Guillen then goes on to discuss “faith in axioms.”  He notes that Aristotle’s logic and Euclid’s geometry, two of the greatest intellectual achievements of the ancient world, achievements that are still rightly influential even today, rest on axioms that can reasonably be rejected.

That is why, today, there are non-Aristotelian logics such as “three-valued logic” (in which x can be true or false or unknown) and “four-valued logic” (in which x can be true, or false, or true and false, or unknown), and so-called “fuzzy logic” (with an infinite number of truth values).  (Despite its silly name, “fuzzy logic” has practical, real-world applications, even in such familiar things as antilock brakes.)

And that is why there are non-Euclidian geometries (e.g., spherical geometries, hyperbolic geometries, and the Riemannian geometries used in Einstein’s theory of general relativity).

But there is yet another paradox.  Even though logic and mathematics rest on unavoidably uncertain foundations, they remain spectacularly successful in describing the physical world.  This astonished Albert Einstein:

How can it be that mathematics, being after all a product of human thought which is independent of experience, is so admirably appropriate to the objects of reality?  (117)

And, in 1960, a Hungarian-American mathematician and physicist by the name of Eugene Wigner (who would himself win a Nobel Prize shortly thereafter) published a justly famous essay in which he argued that

the enormous usefulness of mathematics in the natural sciences is something bordering on the mysterious and . . . there is no rational explanation for it.  (117)

Still, there is the question of uncertainty in mathematics and logic.  So far as I’m aware, proofs are still at the heart of high school geometry classes.  In high-level professional mathematics, though, such short and simple and definitive demonstrations are largely gone.  Here’s what John Horgan had to say back in October 1993, in an article in Scientific American entitled “The Death of Proof: Computers are transforming the way mathematicians discover, prove and communicate ideas, but is there a place for absolute certainty in this brave new world?”

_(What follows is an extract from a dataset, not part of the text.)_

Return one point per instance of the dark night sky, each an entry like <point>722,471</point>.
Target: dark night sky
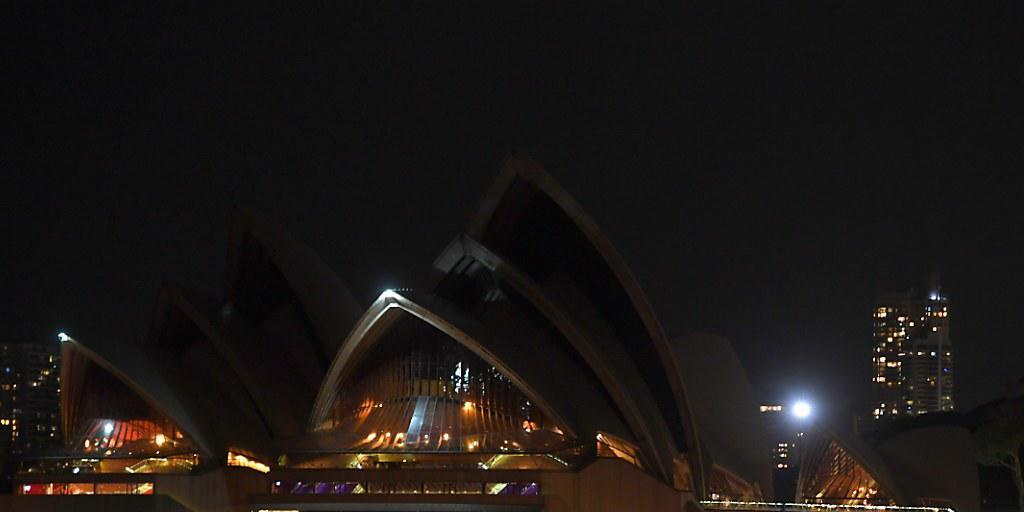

For millennia, mathematicians have measured progress in terms of what they can demonstrate through proofs — that is, a series of logical steps leading from a set of axioms to an irrefutable conclusion.  Now the doubts riddling modern human thought have finally infected mathematics.  (118)

Back to Michael Guillen:

“I think that we’re now inescapably in an age where the large statements of mathematics are so complex that we may never know for sure whether they’re true or false,” says Keith Devlin, a British mathematician at Stanford University.  “That puts us in the same boat as all the other scientists.”

As of this writing, the longest mathematical proof in history was produced in 2016 by three humans and a supercomputer that resides in an 11,000-square-foot building at the University of Texas at Austin.  The supercomputer, Stampede, is an electronic behemoth that feeds on three megawatts of electric power.

Stampede, et al.’s record-setting proof is 200 terrabytes long.  That’s the digital equivalent of the entire US Library of Congress.  It would take ten billion years (nearly the age of the universe) simply to read it — and even longer to validate each step.  (119)

What seems to be shown by all of this is that. if we wish to fully understand the physical universe at the macrocosmic and microcosmic levels, we must embrace logic and mathematics . . .   but that logic and mathematics can deliver neither an exhaustive and self-consistent account of themselves nor, therefore, of the cosmos overall.

The summary above — a first pass on the topic for a larger future project — is based upon pages 112-119 of Guillen, Believing is Seeing.

P.S.  In response to yesterday’s blog entry, the computer scientist Eric Ringger kindly called my attention to a very interesting 34-minute video entitled “Math’s Fundamental Flaw.”